This article is more than 16 years old
(cert 15)

Pure fence-sitting liberal agony is all that's on offer here, in a muddled and pompous film about America's war on terror, which seeks to counter neo-con belligerence with a mixture of injured sensitivity and a shrill, pre-emptive patriotism of its own. In fact, it gives liberalism such a bad name that on leaving the cinema, I felt like going out and getting a nude study of Norman Podhoretz tattooed on my inner thigh. How incredible that something as shallow and badly acted as this could be presented as a serious, even Oscar-worthy picture from Hollywood's finest.
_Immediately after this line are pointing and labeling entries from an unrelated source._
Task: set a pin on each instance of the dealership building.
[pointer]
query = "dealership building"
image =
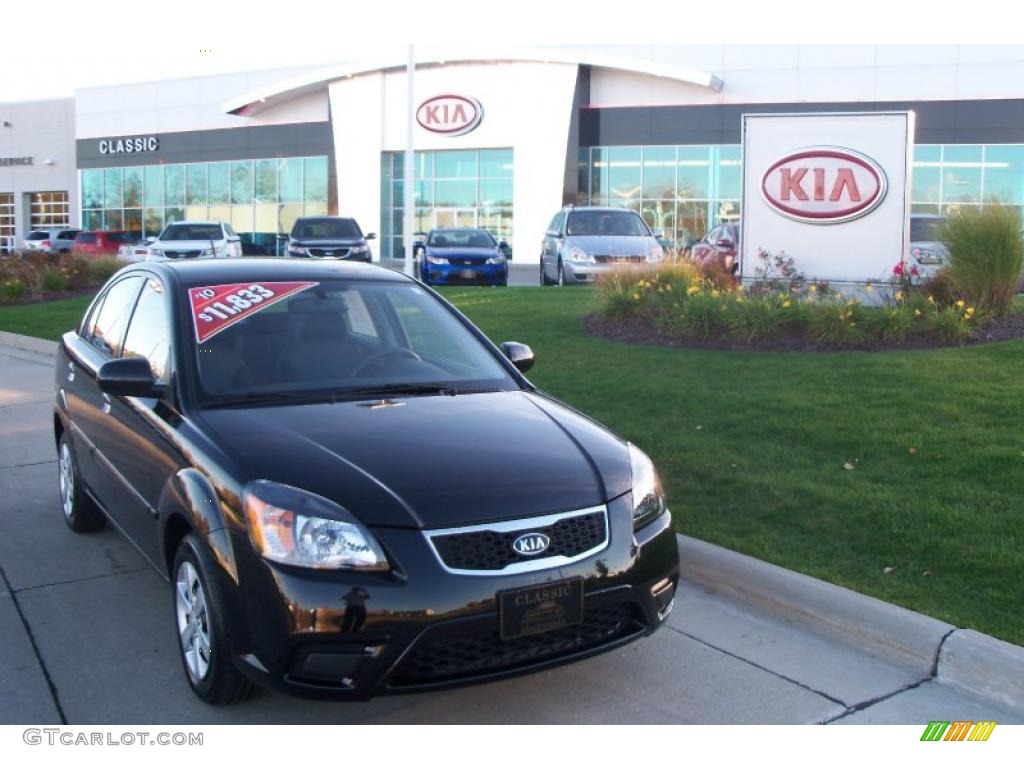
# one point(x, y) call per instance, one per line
point(502, 139)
Like many other films on this subject, it is in the ensemble-mosaic genre (Rendition, A Mighty Heart, Syriana), tensely intercutting between various scenes in various parts of the world, but here on a relatively unambitious scale, and with no characters from the Islamic world. Robert Redford directs, and plays a Californian political science professor, giving a gentle dressing-down to a student, Todd (Andrew Garfield), who has let his grades and his idealism slide.

Meanwhile, another earnestly talky, school-debate scene is unfolding in Washington DC. Tom Cruise plays the ambitious Republican senator Jasper Irving, who has deigned to give an interview to liberal TV journalist Janine Roth (Meryl Streep); he bullishly defends the WoT, yet graciously admits to "mistakes", and seductively offers Janine a top-secret exclusive on the government's latest plan to wrest back the initiative. And on the frozen and windswept field of battle in Afghanistan, we see two US special forces soldiers, Ernest (Michael Peña) and Arian (Derek Luke) encounter a desperate situation - and we learn how their fates are bound up with those of the other characters.
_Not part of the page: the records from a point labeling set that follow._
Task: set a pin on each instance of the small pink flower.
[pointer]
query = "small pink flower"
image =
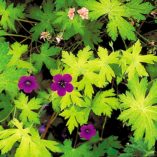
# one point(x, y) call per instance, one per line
point(83, 12)
point(71, 13)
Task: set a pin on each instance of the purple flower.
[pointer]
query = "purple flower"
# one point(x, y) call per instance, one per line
point(87, 131)
point(62, 84)
point(41, 129)
point(28, 84)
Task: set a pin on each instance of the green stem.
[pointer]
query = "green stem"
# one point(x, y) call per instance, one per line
point(53, 117)
point(27, 21)
point(103, 127)
point(150, 153)
point(14, 114)
point(142, 37)
point(16, 35)
point(76, 138)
Until seeing this, I thought that the most condescending and toe-curling liberal response to 9/11 was the notorious special edition of TV's The West Wing, in which the characters self-importantly addressed a visiting group of schoolchildren on all the attendant issues - and effectively talked down to the audience in the same way. But Lions for Lambs is far worse: dull, inert, schoolteacherly, desperately self-conscious in its exposition of the issues - and with hogwhimperingly bad performances. Golden-haired Robert Redford, 71 years young, looks like some kind of animatronic model made out of wood, and whingey, snuffly Meryl Streep is supremely annoying. Tom Cruise, however, does deliver something like the right combination of sinister ideological commitment and flesh-pressing charm.
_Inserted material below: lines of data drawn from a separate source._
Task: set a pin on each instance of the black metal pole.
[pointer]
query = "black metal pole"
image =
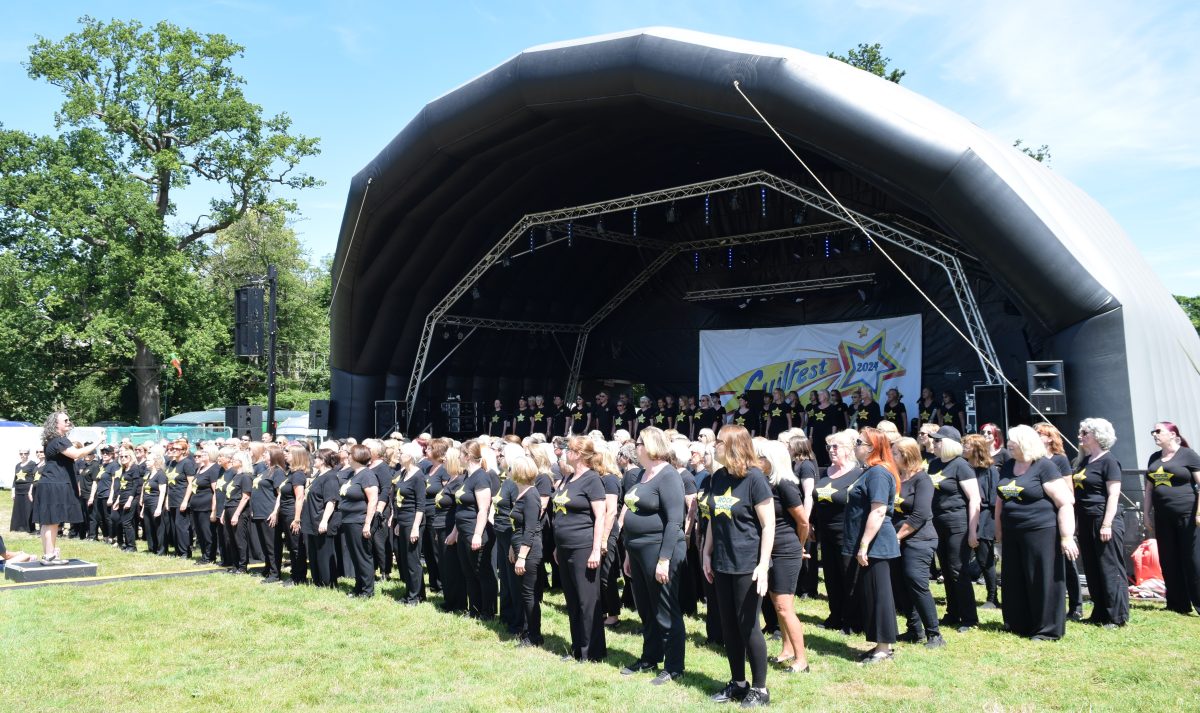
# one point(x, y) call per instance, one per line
point(273, 283)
What is so infuriating is that Meryl Streep is playing a journalist - a journalist who apparently believes that the only respectable response to the Bush administration is impotent misery and career suicide. How indescribably pathetic of her. There were a dozen ways she could have got a critical story on the air, even on her cautious and conservative TV station. But this, perhaps, might mean Janine being exposed to criticism herself. The ending in Afghanistan has its own strange and unintentional gutlessness. The movie's title, incidentally, is taken from the apocryphal remark about first world war soldiers being incomparably finer than their incompetent commanding officers. According to Matthew Michael Carnahan's script, the phrase is "Lions led by lambs". The phrase is lions led by donkeys, surely? Donkeys are very much in charge here.